Gebissen hat sie auf einen Castaic Swim Bait 20cm. Sie hing wirklich im Maulbereich.

http://img10.*ih.us/img10/2005/p1040413g.jpg

LG Lukas


----------



## Wurschtsepp (3. November 2012)

*AW: eure Huchenköder*



seele schrieb:


> Kosten? Und wieviel Gelenke, bzw wie laufen die
> 
> Geschrieben auf meinem Galaxy Nexus



Um die 15 Euro mit 1nem Gelenk.
Den größeren mit 2 Gelenken für 20 Euro.


----------



## Wurschtsepp (3. November 2012)

*AW: eure Huchenköder*



Hecht 1995 schrieb:


> Bei mir gabs heute Fehlalarm.
> 
> War mit meinem Cousin fischen, als ich beim 3. Wurf einen zaghaften Biss bekamm und plötzlich was hing.
> Dachte zuerst an einen kleinen Huchen und sah auch so aus, es war aber nur eine schöne Barbe mit 64cm.
> ...



Ne Barbe die aussieht wie n Huchen? |kopfkrat


----------



## Hecht 1995 (4. November 2012)

*AW: eure Huchenköder*

@Wurscht sepp
Im Wasser sah es momentan so aus! Man rechnet ja nicht mit ner Barbe auf einen 20cm Köder.

LG Lukas


----------



## Kretzer83 (4. November 2012)

*AW: eure Huchenköder*



Hecht 1995 schrieb:


> Von wo hast du das Fell? Oder bist Jäger?
> 
> 
> Lg Lukas


schaust mal beim Opelhändler vorbei


----------



## Seele (4. November 2012)

*AW: eure Huchenköder*



Wurschtsepp schrieb:


> Um die 15 Euro mit 1nem Gelenk.
> Den größeren mit 2 Gelenken für 20 Euro.

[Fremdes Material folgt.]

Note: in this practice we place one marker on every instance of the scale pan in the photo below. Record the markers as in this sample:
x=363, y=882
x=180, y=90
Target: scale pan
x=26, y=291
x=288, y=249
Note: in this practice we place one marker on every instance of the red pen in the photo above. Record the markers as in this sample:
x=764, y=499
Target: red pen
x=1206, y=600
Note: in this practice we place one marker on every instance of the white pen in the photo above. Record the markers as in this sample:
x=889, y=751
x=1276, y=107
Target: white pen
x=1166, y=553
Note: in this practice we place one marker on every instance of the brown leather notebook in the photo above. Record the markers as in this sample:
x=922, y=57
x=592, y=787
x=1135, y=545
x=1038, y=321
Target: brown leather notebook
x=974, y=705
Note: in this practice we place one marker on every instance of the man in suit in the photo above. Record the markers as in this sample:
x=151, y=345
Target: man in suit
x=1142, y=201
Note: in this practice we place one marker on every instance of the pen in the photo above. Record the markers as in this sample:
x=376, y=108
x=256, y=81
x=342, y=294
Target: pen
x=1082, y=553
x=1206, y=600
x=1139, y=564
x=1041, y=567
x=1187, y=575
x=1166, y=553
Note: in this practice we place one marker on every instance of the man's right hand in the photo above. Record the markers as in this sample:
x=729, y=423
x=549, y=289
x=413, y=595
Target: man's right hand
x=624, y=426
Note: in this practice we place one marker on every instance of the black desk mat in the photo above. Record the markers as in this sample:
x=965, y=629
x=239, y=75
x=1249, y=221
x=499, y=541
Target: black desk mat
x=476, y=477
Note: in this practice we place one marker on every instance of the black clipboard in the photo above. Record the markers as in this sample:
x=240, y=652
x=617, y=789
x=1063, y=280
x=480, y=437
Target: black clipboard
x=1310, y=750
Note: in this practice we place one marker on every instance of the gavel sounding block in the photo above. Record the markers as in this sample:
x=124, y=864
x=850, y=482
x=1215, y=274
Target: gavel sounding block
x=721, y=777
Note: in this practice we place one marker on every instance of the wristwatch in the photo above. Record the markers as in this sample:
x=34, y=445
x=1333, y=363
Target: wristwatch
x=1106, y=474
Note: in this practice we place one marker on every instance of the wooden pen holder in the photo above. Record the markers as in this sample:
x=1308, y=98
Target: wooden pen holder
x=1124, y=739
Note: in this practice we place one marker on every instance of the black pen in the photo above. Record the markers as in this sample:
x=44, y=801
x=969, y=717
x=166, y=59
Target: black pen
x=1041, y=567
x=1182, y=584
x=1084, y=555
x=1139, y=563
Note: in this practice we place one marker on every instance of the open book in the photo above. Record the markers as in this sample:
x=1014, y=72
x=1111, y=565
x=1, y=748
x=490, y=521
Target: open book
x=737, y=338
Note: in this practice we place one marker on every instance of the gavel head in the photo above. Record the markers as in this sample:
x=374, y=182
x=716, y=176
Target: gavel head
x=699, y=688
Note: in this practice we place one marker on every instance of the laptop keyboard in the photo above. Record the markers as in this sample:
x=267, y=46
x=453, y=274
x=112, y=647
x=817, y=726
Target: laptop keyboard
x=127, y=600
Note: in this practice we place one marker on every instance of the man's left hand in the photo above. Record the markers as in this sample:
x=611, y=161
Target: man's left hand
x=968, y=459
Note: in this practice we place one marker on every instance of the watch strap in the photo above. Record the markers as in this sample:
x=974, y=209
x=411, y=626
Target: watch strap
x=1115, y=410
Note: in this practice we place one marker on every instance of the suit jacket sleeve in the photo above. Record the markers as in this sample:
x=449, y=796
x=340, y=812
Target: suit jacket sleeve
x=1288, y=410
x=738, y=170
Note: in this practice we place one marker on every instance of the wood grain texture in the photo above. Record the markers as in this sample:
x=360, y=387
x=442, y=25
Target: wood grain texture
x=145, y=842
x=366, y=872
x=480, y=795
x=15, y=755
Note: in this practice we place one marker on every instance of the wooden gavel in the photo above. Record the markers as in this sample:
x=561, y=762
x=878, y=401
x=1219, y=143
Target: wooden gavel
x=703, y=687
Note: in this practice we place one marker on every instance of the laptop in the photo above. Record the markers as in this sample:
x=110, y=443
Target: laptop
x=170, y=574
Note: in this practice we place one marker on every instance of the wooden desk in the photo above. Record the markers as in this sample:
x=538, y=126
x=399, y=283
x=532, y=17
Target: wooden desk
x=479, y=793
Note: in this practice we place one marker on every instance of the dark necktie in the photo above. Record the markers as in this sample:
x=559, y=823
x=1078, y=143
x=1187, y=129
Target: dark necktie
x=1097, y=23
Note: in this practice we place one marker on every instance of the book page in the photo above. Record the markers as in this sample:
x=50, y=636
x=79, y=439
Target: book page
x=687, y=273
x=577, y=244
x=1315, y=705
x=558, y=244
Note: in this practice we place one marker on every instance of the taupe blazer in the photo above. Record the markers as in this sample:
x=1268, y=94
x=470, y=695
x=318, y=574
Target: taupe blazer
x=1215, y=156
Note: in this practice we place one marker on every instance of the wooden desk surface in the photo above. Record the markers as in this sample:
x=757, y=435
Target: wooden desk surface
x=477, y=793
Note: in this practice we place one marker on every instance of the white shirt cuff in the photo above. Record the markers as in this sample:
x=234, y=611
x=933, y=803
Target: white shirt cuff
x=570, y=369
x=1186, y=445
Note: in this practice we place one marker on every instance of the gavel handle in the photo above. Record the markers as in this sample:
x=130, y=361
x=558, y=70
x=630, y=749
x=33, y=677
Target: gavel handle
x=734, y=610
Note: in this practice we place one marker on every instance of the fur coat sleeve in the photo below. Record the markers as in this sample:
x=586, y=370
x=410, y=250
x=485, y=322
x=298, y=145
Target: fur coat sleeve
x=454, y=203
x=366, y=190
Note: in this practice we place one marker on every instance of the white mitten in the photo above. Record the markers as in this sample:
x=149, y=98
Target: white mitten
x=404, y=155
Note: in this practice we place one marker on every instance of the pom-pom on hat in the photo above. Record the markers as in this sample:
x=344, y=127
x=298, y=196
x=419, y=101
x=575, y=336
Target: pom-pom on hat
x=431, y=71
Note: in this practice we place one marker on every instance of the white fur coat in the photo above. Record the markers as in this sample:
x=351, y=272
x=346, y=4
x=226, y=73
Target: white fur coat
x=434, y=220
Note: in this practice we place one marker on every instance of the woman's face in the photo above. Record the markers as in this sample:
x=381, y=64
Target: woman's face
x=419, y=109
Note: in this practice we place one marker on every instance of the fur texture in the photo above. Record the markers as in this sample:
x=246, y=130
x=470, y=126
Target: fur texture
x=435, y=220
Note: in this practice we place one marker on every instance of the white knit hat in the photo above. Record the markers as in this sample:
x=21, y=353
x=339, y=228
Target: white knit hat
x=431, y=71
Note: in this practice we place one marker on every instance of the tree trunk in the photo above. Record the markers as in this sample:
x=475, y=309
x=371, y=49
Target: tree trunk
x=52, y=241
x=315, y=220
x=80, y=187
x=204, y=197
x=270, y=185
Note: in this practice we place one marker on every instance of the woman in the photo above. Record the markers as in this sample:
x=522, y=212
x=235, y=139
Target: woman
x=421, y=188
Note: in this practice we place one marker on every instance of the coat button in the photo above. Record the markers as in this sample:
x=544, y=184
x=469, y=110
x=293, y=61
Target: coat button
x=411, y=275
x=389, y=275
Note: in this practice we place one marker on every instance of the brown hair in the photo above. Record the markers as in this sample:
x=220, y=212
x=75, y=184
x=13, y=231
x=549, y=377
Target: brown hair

Da ist ja Wucher, die bau ich ja noch billiger und sicher net schlechter von Hand.


----------



## Wurschtsepp (4. November 2012)

*AW: eure Huchenköder*



seele schrieb:


> Da ist ja Wucher, die bau ich ja noch billiger und sicher net schlechter von Hand.



Stellst du ne Anleitung zum Selberbauen rein oder kann man bei dir kaufen?    bzw wie schwer sind die dinger? Lassen sich die Fellbündel auch werfen?


----------



## Seele (4. November 2012)

*AW: eure Huchenköder*

1. Wenn ich mal Lust und Zeit dazu habe werde ich denke ich mal was rein stellen.
2. Darf ich hier keine Werbung machen und ich bin ja kein Händler 
3. Ich hab verschiedenste Größen ab 11g, darunter machts meines erachtens keinen Sinn.
4. Die lassen sich weiter als jeder andere Köder werfen, da sich das Fell mit Wasser voll saugt und er wie ein Torpedo durch die Luft fliegt.


----------



## Hecht 1995 (4. November 2012)

*AW: eure Huchenköder*

Heute wurde an der Stelle wo der kleine Huchen bei mir gebissen hat einer mit 65cm gefangen.
Natürlich wieder released.

War ziemlich sicher der vom letztem mal.

Ich geh heute noch, vielleicht beißen mit der Sonne die gerade hervor kommt die großen.

Lg Lukas


----------



## Seele (4. November 2012)

*AW: eure Huchenköder*

Also ich hab ja auch schon am Lech gefischt, aber der Huchenbestand bei euch ist schon sehr hoch anscheinend.


----------



## Wurschtsepp (4. November 2012)

*AW: eure Huchenköder*

Wenn man alle Barben für Huchen hält mit sicherheit   
Scherz


----------



## PikeHunter_Fabi (4. November 2012)

*AW: eure Huchenköder*



Wurschtsepp schrieb:


> Wenn man alle Barben für Huchen hält mit sicherheit
> Scherz



Vorallem ist das Verhalten im Drill dann doch etwas anders...
Aber ne Barbe auf 20er Sb hat man auch nicht alle Tage.


----------



## Seele (4. November 2012)

*AW: eure Huchenköder*

Ja Barben geben nen geileren Drill


----------



## Hecht 1995 (4. November 2012)

*AW: eure Huchenköder*

@ Wurschtsepp
Ich wette du hättest an meiner Stelle genau so zuerst an einen kleinen Huchen gedacht, wenn man einen Fisch nur schemenhaft sieht und er einen 20er Castaic genommen hat.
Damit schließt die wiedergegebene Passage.